配当方針については具体的な配当性向の目標数値は公表されていませんが安定した配当の継続を基本方針として掲げています。
株価水準については2026年7月時点で単元株数から算出した最低投資金額がおよそ数十万円台の範囲で推移していると考えられます。
個人投資家への還元を通じて自社製品を実際に味わってもらい農業界への理解を深める安定株主やファン作りの側面も持っています。
なお株価や配当利回りなどの数値は日々変動するため実際の投資判断の際は最新の情報を必ずご自身でご確認ください。
未来展望と注目ポイント
同社は2024年から2028年を対象期間とする中期経営計画において農業から製造業への転換というスローガンを強力に推進しています。
この計画の中で2028年10月期に売上高8000百万円そして営業利益280百万円という意欲的な数値目標を掲げ成長を加速させます。
今後の成長ドライバーとして特に注目されるのが株式会社微生物化学研究所との共同研究によるベルグ福島ワクチン研究所の設立です。
ここでは高付加価値な植物ワクチン接種苗の拡販を目指しており従来の苗にない機能性で他社との差別化を図ります。

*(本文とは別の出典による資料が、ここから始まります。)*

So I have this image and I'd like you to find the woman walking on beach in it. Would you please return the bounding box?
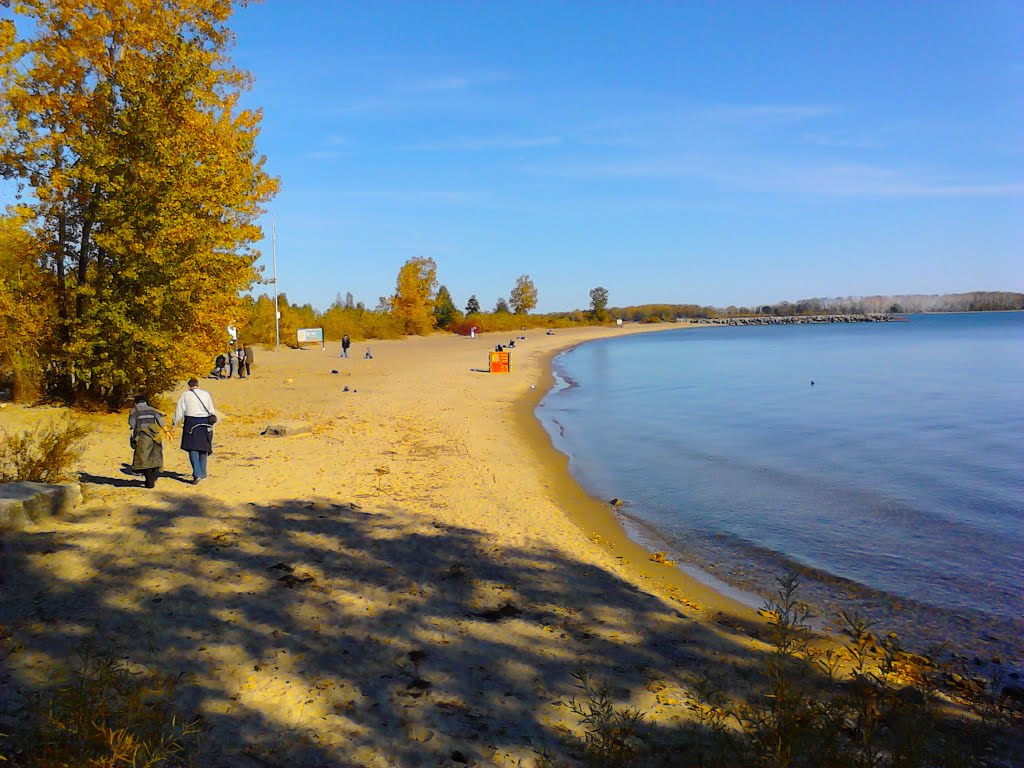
[172,379,217,485]
[128,394,164,488]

さらに深刻な労働力不足と原価高騰に対応するためAI生産ロボットを積極的に導入し労働集約型の工程をDX化する設備投資も重要なポイントです。
国内市場の深耕だけでなく中国などの東アジアを睨んだグローバル展開の再構築も視野に入れており苗事業の枠を超えた総合アグリビジネス企業としての飛躍が期待されます。